As part of the partnership, Deliveroo staff will also volunteer for The Trussell Trust.

“Tens of thousands of riders choose to work with Deliveroo in the UK because our way of working is designed around what riders tell us matters to them most – the chance to determine their own work patterns and work when and where they want,” the spokesperson added.

“Riders always earn more than the national minimum wage while working with us and in most cases riders earn significantly more than this. We are pleased to have recently extended our free insurance coverage to riders, protecting them when they are unwell and cannot work and giving one-off payments to new parents. Deliveroo is committed to offer riders both flexibility and security.”

The Trussell Trust told The Big Issue the partnership with Deliveroo has been subject to the charity’s “robust due diligence process” including reviewing the firm’s equal opportunities policies, statements, working conditions and fair treatment aspects.

Emma Revie, chief executive at the Trussell Trust, said: “We’ve had lengthy discussions with Deliveroo in reaching this agreement and received assurances about the rider self-employment model and rider fees, as well as various conversations with them about building a meaningful relationship that speaks to our values. The Trussell Trust will proceed to carry out due diligence tests with Deliveroo every six months and will also respond rapidly to any concerns.
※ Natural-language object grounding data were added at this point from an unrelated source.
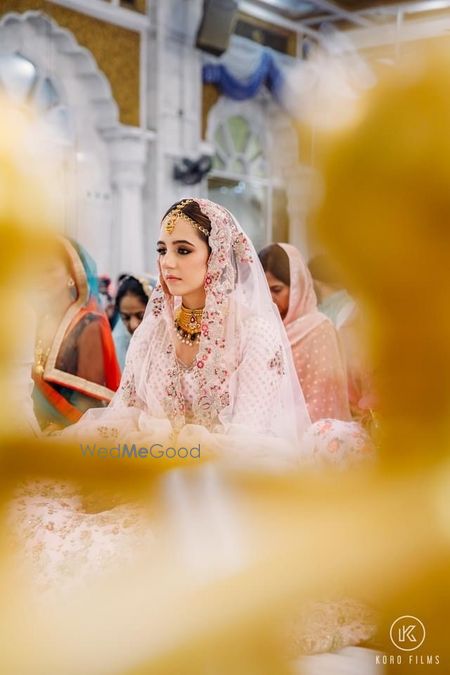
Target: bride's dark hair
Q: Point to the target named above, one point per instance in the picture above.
(193, 210)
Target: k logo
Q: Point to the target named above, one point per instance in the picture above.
(407, 633)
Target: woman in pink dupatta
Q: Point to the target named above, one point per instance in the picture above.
(312, 336)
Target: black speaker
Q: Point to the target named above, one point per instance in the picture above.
(216, 26)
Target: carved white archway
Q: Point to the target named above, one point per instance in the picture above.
(102, 169)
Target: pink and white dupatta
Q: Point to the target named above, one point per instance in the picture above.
(315, 346)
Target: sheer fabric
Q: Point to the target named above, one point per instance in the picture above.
(315, 346)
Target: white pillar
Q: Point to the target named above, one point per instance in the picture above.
(128, 152)
(299, 186)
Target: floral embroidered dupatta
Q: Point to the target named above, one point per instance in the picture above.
(246, 385)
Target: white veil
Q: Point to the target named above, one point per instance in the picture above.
(246, 384)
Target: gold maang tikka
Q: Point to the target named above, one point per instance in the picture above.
(169, 221)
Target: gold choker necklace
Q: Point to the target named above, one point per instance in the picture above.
(188, 325)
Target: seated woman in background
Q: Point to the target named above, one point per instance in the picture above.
(131, 301)
(75, 362)
(311, 334)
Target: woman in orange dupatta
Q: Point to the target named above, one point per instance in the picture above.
(75, 361)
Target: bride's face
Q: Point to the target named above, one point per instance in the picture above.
(183, 257)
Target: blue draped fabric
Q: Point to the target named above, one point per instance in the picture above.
(267, 74)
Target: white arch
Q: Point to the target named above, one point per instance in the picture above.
(57, 54)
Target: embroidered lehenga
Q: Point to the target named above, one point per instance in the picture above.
(240, 398)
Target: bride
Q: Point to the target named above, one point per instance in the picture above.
(209, 365)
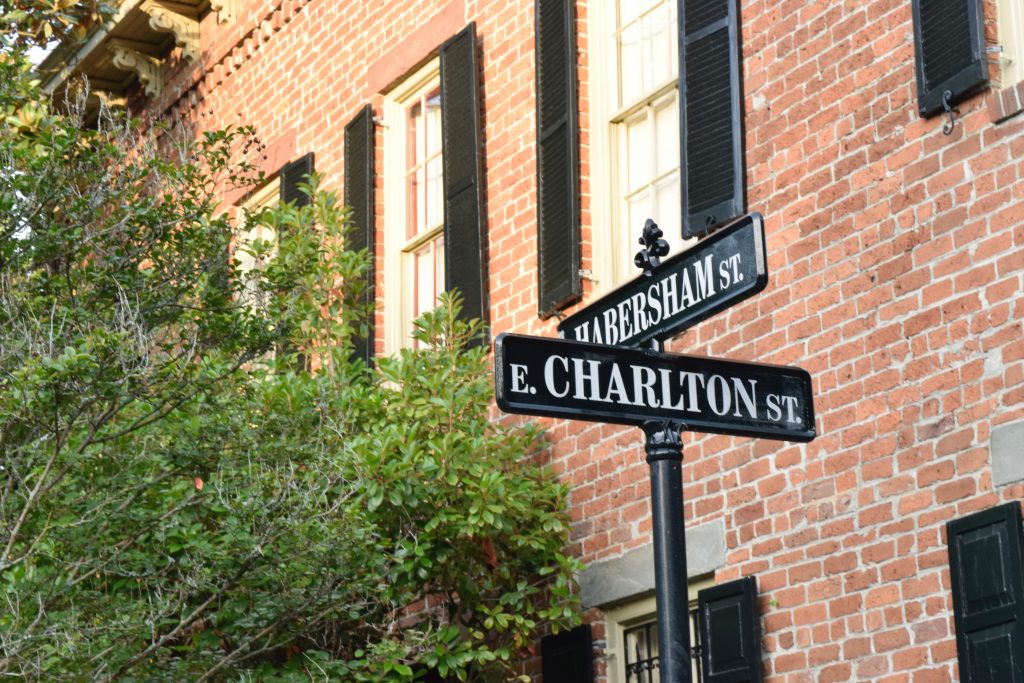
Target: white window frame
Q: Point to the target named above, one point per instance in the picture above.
(614, 242)
(397, 303)
(637, 612)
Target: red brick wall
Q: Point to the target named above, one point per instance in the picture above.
(896, 261)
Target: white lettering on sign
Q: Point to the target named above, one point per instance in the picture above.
(680, 390)
(662, 300)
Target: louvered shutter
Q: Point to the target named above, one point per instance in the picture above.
(711, 112)
(568, 656)
(986, 568)
(294, 173)
(730, 633)
(359, 197)
(465, 258)
(557, 143)
(949, 51)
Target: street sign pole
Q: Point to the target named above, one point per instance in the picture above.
(601, 371)
(665, 456)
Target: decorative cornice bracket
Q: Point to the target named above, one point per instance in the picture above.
(178, 18)
(150, 70)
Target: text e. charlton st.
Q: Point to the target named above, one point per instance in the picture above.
(559, 378)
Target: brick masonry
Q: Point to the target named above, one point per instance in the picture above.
(896, 260)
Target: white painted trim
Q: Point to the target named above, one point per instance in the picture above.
(1011, 32)
(395, 305)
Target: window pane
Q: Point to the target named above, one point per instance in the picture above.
(667, 134)
(646, 45)
(641, 653)
(640, 169)
(669, 212)
(434, 210)
(423, 296)
(433, 122)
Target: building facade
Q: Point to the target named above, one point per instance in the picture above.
(514, 150)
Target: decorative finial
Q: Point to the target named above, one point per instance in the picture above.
(654, 248)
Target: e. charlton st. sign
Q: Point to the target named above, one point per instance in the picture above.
(583, 381)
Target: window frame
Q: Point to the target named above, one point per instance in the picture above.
(264, 198)
(398, 288)
(609, 212)
(1010, 23)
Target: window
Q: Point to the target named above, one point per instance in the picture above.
(668, 139)
(635, 93)
(414, 200)
(257, 244)
(434, 236)
(1011, 28)
(632, 639)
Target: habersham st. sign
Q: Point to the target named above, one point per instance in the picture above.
(584, 381)
(690, 287)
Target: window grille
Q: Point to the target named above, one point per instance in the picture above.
(641, 651)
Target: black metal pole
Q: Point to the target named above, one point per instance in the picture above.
(665, 455)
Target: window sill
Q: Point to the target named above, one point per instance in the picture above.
(1006, 102)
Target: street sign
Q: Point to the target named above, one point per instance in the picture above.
(726, 267)
(592, 382)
“By joining forces with Deliveroo and introducing the round-up donation function, we are able to bring the issue of families facing hunger to the forefront of people’s minds at the exact moment they are able to make a difference by making a donation to support communities across the UK via the app. The funds raised through this function as well as an accompanying awareness campaign, will aim to encourage conversations about creating real change and turning compassion into action.”